Abstract

The term “mattering” in Mattering Press comes from science and technology studies (STS), which brings together a growing number social anthropologists, sociologists, human geographers, cultural economists, and many others with the aim of problematizing science’s self-understanding as a disembedded and disembodied undertaking. STS as a field was established in the late 1970s and early 1980s, when the first ethnographic studies of some Western European and North American laboratories were published. Since then, STS scholars have extended their gaze to a wide range of sites, from hospitals through high-tech innovation centres to stock exchange trading rooms, in order to explore how scientific knowledge is being produced and distributed through seemingly trivial material practices—and how it could be produced and distributed differently. Ironically, what’s largely missing from the list of usual sites in STS-inspired works are the institutions that play one of the most important roles in shaping the academic world STS scholars themselves operate in, namely publishers. To address this hiatus, Mattering Press was established in 2012 by a small group of young STS scholars with the aim of better understanding current developments in academic publishing by actively participating in them.
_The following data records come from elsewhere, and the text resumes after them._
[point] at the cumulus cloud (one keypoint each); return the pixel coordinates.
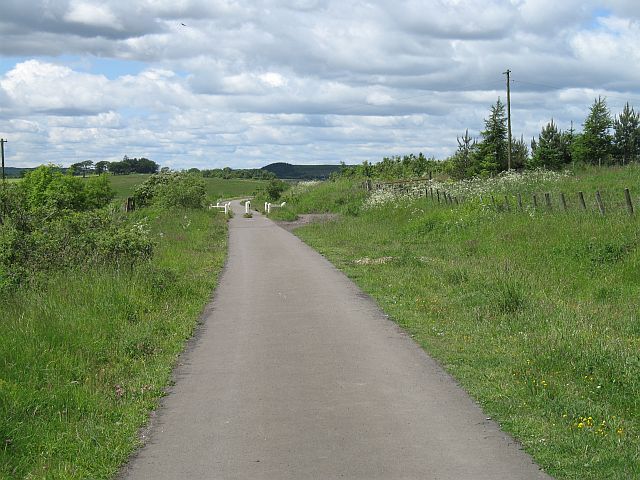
(247, 83)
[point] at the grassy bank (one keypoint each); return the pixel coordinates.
(535, 313)
(87, 354)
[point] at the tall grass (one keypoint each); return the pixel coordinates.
(535, 313)
(344, 196)
(87, 354)
(217, 188)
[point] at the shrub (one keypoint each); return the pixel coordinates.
(47, 189)
(172, 189)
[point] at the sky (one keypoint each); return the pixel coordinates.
(215, 83)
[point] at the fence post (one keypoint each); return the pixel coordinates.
(600, 203)
(582, 202)
(130, 206)
(563, 201)
(627, 197)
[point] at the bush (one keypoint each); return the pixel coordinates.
(172, 189)
(274, 189)
(47, 189)
(79, 238)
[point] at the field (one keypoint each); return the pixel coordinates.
(217, 188)
(536, 313)
(87, 352)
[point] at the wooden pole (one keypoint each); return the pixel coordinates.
(600, 202)
(2, 142)
(627, 197)
(582, 202)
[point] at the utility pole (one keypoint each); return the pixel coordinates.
(508, 73)
(2, 142)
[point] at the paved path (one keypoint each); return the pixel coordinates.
(298, 375)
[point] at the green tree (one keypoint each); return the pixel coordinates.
(492, 149)
(99, 191)
(101, 167)
(519, 154)
(551, 150)
(82, 168)
(462, 162)
(594, 145)
(626, 137)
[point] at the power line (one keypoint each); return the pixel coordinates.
(556, 87)
(508, 74)
(2, 142)
(411, 97)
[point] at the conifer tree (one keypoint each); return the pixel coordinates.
(594, 145)
(492, 150)
(462, 162)
(626, 137)
(552, 148)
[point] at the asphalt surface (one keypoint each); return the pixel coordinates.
(296, 374)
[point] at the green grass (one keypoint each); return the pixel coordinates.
(124, 184)
(343, 196)
(217, 188)
(84, 357)
(536, 314)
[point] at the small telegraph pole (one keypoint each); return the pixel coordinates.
(2, 142)
(508, 74)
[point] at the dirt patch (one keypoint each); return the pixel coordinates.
(308, 218)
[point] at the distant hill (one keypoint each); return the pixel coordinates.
(301, 172)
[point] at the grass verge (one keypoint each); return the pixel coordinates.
(535, 313)
(87, 355)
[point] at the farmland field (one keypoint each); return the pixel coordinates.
(217, 188)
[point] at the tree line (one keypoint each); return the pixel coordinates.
(604, 140)
(229, 173)
(124, 167)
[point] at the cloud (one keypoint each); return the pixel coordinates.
(248, 83)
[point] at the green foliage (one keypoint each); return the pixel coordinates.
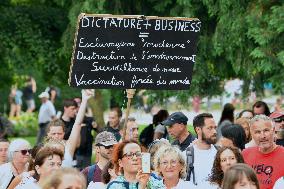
(241, 39)
(25, 125)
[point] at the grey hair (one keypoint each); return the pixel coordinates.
(15, 145)
(170, 151)
(261, 117)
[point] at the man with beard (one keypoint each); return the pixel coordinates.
(201, 154)
(176, 125)
(266, 158)
(104, 146)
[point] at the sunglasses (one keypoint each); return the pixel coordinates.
(107, 147)
(130, 155)
(279, 120)
(24, 152)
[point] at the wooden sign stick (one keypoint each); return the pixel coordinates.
(130, 94)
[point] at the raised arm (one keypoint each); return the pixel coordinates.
(71, 143)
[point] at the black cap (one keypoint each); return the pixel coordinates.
(177, 117)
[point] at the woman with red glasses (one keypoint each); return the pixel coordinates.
(18, 154)
(46, 161)
(127, 161)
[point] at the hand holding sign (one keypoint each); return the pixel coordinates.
(131, 52)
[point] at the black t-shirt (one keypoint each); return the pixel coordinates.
(28, 93)
(185, 143)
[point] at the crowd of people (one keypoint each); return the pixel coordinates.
(240, 152)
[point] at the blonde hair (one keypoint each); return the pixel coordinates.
(56, 178)
(172, 151)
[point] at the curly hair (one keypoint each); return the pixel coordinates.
(118, 154)
(170, 151)
(217, 174)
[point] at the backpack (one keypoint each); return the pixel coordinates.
(91, 173)
(147, 135)
(190, 161)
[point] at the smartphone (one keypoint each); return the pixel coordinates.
(146, 162)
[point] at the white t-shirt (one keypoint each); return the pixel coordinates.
(203, 162)
(279, 184)
(184, 185)
(96, 185)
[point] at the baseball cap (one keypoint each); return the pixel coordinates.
(43, 95)
(177, 117)
(276, 114)
(105, 138)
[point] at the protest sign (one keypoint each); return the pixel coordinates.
(134, 52)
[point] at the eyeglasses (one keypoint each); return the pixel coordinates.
(24, 152)
(173, 163)
(106, 147)
(130, 155)
(279, 120)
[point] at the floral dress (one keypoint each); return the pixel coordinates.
(121, 183)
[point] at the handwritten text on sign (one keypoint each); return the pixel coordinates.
(134, 52)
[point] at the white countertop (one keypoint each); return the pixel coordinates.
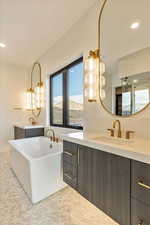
(28, 126)
(137, 149)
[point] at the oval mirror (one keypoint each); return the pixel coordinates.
(125, 49)
(35, 81)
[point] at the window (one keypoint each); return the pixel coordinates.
(66, 96)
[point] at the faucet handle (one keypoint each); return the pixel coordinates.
(111, 132)
(128, 132)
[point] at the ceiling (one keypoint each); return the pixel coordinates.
(30, 27)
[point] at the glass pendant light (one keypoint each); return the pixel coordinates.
(91, 70)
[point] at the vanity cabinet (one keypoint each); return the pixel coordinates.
(102, 178)
(140, 193)
(20, 133)
(85, 173)
(70, 161)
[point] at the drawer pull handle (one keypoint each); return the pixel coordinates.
(143, 185)
(68, 153)
(141, 222)
(78, 157)
(69, 177)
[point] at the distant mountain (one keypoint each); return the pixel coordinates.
(75, 102)
(72, 105)
(74, 98)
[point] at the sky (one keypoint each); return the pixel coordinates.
(75, 81)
In this short paper, I will try to articulate what the politics of such an active participation might be using the case of illegal—samizdat—publishing in the 1970s and 1980s. First, I will briefly recount the history of samizdat production in Central and Eastern Europe in general and in Hungary in particular. Drawing on the insights of samizdat research, I will then identify three dimensions of the politics of self-publishing: materiality, experimentation, and the ethics of openness. Finally, by mobilizing some STS resources, I will discuss how these three dimensions can be simultaneously captured by the term “mattering,” and the publishing practices of Mattering Press.